If your labels are unhealthy or the training data is not representative of the dataset, then the coverage of your model that Re:infer calculates will be unreliable.
Your model having high coverage is particularly important if you are using it to drive automated processes.
Coverage in context
So let's consider how this applies in a typical use case - automatically routing different requests received by a shared email inbox in a business.
For a model designed to help automatically route different requests, low coverage would mean that lots of requests were inaccurately routed, or sent for manual review as the model could not identify them.
If there are 10 key processes managed by the team working in the mailbox, but the taxonomy only effectively captures 7 of those, this would likely lead to a poor coverage score. Alternatively the model may incorrectly predict the remaining processes as other processes, as it has not been taught what they actually are. This would lead to an artificially high coverage score.
During the automation the remaining three processes would likely be missed, sent for manual review, or falsely classified as a different process and routed to the wrong place.
It's also important that for each of the processes, there are sufficient varied training examples that capture the varied expressions used when discussing the process. If there are not, each label will have lower recall and the model's coverage will be low.
The visual below demonstrates how this example might look in practice - we have multiple clients sending multiple request types through email. Each client may write the same request type in a different way:
There are three different model scenarios shown, each with a different potential impact on coverage:
|Not all request types (i.e. concepts) covered by the taxonomy - Likely to have low coverage|
|All request types covered, but some labels are unhealthy and may not have enough examples – Coverage may be low and is likely to be unreliable|
How to check your model's coverage
In Validation in Re:infer, the Model Rating functionality provides a detailed breakdown of model performance across the most important contributing factors, including coverage.

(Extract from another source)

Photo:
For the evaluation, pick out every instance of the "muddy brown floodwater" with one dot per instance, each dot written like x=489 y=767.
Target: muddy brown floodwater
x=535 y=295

Users are provided with a percentage score of the proportion of verbatims that are predicted to have informative label (see explanation above) predictions, which in turn correlates to a rating and a contribution to the overall model rating.
Re:infer also provided the proportion of verbatims that have at least one label predicted, but this is not what determines the score and the rating for this factor.
In the example below we can see that:
- The coverage for this model is 85.5%
- This translates to an assessed rating of 'Good' for this factor
- This also translates to a positive contribution to the overall model rating of +3
Example breakdown of coverage shown in Validation
It's important to remember that coverage as a performance measure should always be understood in conjunction with the health of the labels in the taxonomy and the balance of the dataset. Before you consider the coverage score provided by Re:infer to be reliable, you should also ensure that you have at least a 'Good' rating for the other factors that contribute to the Model Rating.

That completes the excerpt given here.